The source of the influx in tourists to the incredibly photogenic waterfront town has been blamed on TV appearances and its link to the Disney feature animation Frozen.
The lakeside village would appear made for Instagram, where the reflection of the Evangelical church spire reaches up to the Saltzkammergut mountains. It's a picture that appears online in a stunning 616,000 photos tagged #Hallstatt.
While the town has enjoyed a steady stream of tourists, this number has recently snowballed.
Originally built by Austrian Salt miners, the town's beauty earned it a place in the Unesco world heritage list in 1997.
Though it has been long known for its photo-friendly charm Hallstatt became the focus of an even greater wave of interest following the release of Disney's 2013 film Frozen.
The animators based their fictional town of Arendelle on the real world Austrian village, which led to an explosion of visitors. This was particularly pronounced following the release of a sequel to the Disney animation last year, which saw visitor numbers spike five-fold.
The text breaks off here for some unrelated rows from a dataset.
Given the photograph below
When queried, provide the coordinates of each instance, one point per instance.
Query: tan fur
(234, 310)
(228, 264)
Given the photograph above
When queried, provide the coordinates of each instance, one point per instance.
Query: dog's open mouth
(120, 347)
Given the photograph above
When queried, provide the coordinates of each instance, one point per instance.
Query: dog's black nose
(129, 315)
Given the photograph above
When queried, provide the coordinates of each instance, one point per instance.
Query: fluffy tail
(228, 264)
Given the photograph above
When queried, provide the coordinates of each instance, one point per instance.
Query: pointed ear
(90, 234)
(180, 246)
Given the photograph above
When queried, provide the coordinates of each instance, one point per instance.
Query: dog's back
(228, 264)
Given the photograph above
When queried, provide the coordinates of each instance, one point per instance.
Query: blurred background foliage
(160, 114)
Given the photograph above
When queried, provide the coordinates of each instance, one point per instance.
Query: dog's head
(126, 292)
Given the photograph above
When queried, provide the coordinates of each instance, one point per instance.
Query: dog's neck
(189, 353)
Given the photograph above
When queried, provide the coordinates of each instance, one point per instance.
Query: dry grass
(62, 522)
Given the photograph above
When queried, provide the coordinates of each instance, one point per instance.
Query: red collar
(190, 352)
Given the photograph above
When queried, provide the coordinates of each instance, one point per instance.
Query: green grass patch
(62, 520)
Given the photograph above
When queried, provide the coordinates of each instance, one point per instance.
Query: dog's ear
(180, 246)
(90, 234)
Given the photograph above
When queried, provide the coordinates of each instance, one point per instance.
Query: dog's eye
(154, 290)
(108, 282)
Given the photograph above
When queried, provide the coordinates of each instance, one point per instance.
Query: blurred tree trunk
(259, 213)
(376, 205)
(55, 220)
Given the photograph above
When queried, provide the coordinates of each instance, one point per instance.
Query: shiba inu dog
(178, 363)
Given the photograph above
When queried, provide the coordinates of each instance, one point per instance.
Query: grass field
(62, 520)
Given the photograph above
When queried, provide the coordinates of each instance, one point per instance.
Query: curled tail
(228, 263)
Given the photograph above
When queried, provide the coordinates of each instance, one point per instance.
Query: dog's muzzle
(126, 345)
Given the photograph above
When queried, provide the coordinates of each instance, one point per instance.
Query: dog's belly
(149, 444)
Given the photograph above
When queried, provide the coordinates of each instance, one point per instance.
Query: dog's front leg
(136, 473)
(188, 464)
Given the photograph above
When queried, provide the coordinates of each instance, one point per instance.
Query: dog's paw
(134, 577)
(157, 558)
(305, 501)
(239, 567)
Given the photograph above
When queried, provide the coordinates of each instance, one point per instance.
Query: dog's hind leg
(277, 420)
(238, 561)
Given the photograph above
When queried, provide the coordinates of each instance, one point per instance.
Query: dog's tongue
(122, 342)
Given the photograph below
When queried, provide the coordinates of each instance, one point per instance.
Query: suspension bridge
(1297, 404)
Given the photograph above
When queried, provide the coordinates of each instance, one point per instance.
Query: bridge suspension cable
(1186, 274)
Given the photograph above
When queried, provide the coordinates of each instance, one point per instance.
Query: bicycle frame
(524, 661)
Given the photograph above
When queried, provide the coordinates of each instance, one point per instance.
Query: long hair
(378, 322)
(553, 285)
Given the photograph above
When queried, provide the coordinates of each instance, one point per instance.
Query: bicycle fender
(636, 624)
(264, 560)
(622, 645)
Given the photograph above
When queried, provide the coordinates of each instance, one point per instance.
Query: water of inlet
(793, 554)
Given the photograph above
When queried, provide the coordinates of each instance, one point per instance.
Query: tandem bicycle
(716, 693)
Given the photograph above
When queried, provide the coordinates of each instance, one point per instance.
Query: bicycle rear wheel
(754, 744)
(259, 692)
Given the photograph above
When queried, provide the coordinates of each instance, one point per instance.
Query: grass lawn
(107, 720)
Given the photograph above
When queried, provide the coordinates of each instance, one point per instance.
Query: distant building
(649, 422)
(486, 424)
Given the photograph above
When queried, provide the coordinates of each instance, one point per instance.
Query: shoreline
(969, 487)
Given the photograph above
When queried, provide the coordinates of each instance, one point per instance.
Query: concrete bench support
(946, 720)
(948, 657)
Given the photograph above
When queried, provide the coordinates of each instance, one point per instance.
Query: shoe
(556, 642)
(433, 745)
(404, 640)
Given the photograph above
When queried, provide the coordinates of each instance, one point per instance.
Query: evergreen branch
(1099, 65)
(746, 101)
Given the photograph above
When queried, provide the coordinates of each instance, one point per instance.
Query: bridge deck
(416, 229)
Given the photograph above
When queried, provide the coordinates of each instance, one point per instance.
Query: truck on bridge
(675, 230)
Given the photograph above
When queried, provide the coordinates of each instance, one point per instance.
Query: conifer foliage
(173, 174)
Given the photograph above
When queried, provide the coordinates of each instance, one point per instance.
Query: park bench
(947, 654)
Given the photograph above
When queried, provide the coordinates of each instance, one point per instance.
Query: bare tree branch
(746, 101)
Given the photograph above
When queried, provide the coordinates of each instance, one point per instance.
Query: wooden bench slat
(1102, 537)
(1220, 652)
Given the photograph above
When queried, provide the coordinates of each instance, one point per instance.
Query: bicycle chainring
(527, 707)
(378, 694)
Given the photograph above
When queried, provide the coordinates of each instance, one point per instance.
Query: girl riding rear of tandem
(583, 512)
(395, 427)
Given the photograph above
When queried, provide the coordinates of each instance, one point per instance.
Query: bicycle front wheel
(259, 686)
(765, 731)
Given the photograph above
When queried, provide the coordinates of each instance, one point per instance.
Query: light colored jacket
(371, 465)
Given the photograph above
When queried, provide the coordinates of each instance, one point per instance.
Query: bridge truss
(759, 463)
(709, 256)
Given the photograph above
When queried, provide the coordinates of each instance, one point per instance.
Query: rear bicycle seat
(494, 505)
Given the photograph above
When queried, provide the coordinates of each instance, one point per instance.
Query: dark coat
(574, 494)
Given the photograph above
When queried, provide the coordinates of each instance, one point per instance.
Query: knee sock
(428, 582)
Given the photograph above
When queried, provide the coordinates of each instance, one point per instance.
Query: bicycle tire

With around a million visits a year the town has six times the guests per capita as Venice.
Visitors are everywhere, particularly guests from Korea. Having appeared at the centre of a Korean travel show in 2006 it has become a favourite tourist spot in Europe.
Chinese tourists are equally enamoured with the Austrian town. In 2011 a replica was built in China in the southern province of Guangdong for $940 million, selling fairytale properties.
"They treat us like a movie set," Kayleigh a café manager in the town told The Times. "My mum woke up one day and found some Chinese tourists in her bedroom."
After daily visits spiked from around 2000 to 10000 last year, the township decided it has had enough.
The mayor of the township Alexander Scheutz told visitors to "Stay away" following a fire on the towns waterfront last November.
"It didn't work, they came anyway," he said, complaining that though they want to reduce visitors by 30 per cent "we don't actually have any way of stopping them."
However, with the increased footfall has come some benefits to local residents and business owners.
Savvy Hallstatt residents have started to charge tourists to use their lavatories.
One local waitress who worked in the town has said that the town enjoys a wealth most rural towns can only dream of: "Hotel rooms cost €300-€400. Public toilets costs €1 and 4,000 people use it every day — you do the maths."